C’est ce que j’aime bien. C’est le fil rouge de ce projet. Il a beaucoup bougé depuis le début mais j’ai conservé cette volonté. Contrairement aux musiques de niche qui sont très codées, la pop permet d’agréger autour d’un projet plein d’influences différentes, un peu comme des jouets. Il y a un côté ludique dans la pop qui me plaît. Garder une évidence, des gimmicks, donne une colonne vertébrale à laquelle j’attache mes expérimentations.
À quel moment as-tu pénétré, aussi, dans le monde des arts visuels ?
Assez tôt.
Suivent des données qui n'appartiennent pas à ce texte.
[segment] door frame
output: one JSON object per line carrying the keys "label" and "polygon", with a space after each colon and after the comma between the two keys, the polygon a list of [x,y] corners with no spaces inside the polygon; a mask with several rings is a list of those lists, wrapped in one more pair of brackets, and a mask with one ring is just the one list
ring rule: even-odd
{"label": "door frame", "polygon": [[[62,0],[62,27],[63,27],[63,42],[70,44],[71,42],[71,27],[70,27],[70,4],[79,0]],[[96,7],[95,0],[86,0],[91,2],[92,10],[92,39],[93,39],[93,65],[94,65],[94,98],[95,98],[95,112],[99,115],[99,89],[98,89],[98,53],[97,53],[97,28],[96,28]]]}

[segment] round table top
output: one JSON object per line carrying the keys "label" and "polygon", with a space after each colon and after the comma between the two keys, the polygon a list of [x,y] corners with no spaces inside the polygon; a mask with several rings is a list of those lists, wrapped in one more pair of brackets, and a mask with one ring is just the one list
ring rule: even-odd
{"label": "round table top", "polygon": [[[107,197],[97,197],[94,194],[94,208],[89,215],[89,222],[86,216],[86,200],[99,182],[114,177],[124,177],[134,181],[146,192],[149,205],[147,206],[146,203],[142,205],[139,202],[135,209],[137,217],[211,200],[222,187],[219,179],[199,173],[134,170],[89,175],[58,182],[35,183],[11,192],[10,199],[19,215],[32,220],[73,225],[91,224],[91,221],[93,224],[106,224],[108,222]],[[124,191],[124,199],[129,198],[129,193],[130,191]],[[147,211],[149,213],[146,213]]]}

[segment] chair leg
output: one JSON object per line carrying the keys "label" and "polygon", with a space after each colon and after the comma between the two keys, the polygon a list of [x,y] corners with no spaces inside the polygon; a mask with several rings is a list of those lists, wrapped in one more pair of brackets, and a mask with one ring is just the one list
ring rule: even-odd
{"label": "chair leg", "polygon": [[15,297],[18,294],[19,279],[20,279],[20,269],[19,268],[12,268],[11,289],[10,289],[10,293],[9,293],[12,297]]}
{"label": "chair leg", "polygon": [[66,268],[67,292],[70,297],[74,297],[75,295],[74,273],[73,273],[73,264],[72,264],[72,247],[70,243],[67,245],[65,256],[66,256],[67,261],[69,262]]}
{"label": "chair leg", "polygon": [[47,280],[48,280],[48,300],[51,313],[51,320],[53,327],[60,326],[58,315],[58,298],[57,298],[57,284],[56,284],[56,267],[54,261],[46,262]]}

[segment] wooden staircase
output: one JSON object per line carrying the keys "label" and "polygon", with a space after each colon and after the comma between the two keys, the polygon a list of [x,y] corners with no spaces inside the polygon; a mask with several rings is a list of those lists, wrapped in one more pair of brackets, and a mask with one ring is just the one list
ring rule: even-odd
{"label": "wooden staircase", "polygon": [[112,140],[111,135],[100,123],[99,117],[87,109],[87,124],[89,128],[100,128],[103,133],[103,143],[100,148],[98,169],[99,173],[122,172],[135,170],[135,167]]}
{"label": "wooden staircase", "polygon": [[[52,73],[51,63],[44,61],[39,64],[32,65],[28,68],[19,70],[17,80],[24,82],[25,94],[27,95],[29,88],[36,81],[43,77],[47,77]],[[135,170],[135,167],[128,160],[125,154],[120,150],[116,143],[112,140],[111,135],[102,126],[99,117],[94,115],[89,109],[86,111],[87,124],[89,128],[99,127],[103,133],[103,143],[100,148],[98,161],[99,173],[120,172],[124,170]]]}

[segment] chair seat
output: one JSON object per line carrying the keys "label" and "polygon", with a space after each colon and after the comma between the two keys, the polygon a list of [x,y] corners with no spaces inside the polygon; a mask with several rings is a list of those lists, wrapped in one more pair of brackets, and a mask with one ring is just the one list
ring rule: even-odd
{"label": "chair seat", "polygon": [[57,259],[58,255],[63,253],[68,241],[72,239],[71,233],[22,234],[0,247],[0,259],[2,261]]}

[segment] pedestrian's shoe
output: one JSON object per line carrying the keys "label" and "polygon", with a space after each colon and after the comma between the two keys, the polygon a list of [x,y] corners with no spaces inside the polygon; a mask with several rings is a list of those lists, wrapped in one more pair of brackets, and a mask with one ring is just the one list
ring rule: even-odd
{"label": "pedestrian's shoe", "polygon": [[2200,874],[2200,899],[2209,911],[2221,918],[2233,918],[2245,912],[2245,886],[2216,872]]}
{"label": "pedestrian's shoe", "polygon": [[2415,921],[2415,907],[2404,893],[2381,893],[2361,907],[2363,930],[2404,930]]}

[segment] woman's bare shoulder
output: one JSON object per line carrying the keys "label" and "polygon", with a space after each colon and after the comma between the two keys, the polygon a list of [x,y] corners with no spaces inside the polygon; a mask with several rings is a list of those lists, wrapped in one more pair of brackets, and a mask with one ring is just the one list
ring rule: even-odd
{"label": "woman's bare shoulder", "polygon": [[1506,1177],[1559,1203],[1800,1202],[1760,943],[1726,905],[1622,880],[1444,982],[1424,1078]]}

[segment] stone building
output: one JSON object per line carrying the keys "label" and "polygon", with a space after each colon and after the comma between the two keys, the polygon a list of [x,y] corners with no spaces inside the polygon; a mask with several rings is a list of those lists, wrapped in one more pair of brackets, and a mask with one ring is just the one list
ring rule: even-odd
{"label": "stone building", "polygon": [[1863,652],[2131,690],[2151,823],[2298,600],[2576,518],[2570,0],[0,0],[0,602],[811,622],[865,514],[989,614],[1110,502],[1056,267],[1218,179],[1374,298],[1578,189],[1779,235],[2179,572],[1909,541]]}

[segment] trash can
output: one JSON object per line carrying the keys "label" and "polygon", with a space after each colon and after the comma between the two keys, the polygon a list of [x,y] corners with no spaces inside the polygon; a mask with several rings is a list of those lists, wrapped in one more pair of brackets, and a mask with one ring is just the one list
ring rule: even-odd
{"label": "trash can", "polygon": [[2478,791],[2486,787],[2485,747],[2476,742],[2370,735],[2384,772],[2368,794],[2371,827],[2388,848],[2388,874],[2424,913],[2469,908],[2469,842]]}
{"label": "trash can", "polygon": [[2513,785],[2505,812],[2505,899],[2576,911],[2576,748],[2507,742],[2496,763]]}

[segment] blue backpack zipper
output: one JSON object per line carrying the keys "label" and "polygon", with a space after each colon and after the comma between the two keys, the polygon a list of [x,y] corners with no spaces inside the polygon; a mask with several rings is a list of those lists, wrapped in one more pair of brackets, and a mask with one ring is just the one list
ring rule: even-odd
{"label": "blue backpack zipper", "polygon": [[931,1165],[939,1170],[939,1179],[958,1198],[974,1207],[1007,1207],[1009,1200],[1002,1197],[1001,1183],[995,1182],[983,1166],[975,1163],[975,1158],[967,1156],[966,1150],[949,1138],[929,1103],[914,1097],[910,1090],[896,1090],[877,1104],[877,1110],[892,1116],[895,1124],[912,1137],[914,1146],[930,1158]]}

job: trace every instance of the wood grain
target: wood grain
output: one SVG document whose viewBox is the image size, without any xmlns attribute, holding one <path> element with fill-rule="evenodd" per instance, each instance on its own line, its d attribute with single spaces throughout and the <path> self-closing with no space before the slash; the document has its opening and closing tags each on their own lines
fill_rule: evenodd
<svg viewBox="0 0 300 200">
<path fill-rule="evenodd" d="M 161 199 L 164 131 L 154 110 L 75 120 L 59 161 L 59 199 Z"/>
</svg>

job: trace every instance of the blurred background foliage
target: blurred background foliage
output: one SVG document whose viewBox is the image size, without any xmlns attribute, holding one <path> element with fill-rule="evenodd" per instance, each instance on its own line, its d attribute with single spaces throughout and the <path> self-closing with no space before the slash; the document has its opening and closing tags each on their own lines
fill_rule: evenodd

La première collab’ remonte à 2005 avec Saâdane Afif, qui m’avait demandé de mettre de la musique sur des paroles pour une expo au Palais de Tokyo. J’avais beaucoup d’ami·es aux Beaux-Arts. J’ai créé le groupe Exotourisme avec Dominique Gonzalez-Foerster. Ça me plaît de pouvoir penser la musique autrement que dans ce cycle consistant à sortir des disques, faire de la promo, donner des concerts. Il y a aussi des idées qui sont plus musicales, d’autres plus visuelles ou littéraires. C’est épanouissant de s’autoriser à changer de discipline artistique.
As-tu une ambition précise avec Perez ?
J’ai envie de constamment renouveler mon propos, de me montrer audacieux, inventif sur chaque disque. Faire évoluer ma pratique d’écriture. Ne pas me reposer sur une formule qui identifierait le projet. J’aime qu’il mute et aille toucher des champs de création hors de la musique pop. Et que petit à petit on puisse, lorsqu’on porte un regard rétrospectif sur ce que j’ai fait, voir les connexions, le voyage. Je ne sais pas où j’irai… mais j’aimerais que cela dessine une constellation dont je sois fier.
As-tu une obsession actuellement ?
Non, je ne suis pas obsessionnel. En musique, j’écoute beaucoup Mica Levi. J’aime bien son côté transdisciplinaire. Elle fait des performances, des musiques de film, des choses plus rock. Elle a une grande liberté. Elle pourrait quasiment être un modèle pour moi.
Une image artistique qui t’a frappée ?
Récemment, c’est l’exposition sur Derek Jarman au Crédac d’Ivry-sur-Seine. Il y a ce film qui s’appelle Blue. C’est un écran sur lequel est projetée une image bleue mais filmée, donc on voit les trucs de la pellicule. Et une voix qui est celle de son journal intime raconte la violence de son quotidien de malade du sida, de cinéaste et de peintre devenant aveugle et mourant du sida, tout en menant une divagation sur le mot bleu en anglais, qui signifie la couleur, mais aussi la tristesse. Le tout monté avec plein de musiques, de Brian Eno, de Satie, de field recording. Et tout ça se passe sur cet écran bleu qui joue sur la persistance rétinienne. Quand tu détournes ton regard puis que tu reviens dessus, tu as une sensation de variation, or l’image ne bouge pas ; tu produis tes propres hallucinations visuelles. C’est une œuvre hybride entre une installation, une expérience de cinéma, une création radiophonique… Cela m’a beaucoup touché.
Faut-il de la confiance en soi pour créer une œuvre ?
Je trouve, oui. Je ne peux pas être productif quand je doute. Confiance en soi ne veut pas dire penser qu’on est au-dessus de tout. Mais ça renvoie à l’idée de sérénité. Sentir qu’on est dans les bonnes dispositions pour faire quelque chose, et que ce n’est pas vain.
Propos recueillis par Carole Boinet
Perez, SADOS (Étoile distante), sortie le 14 janvier. En concert au Point Éphémère (Paris) le 15 février 2022.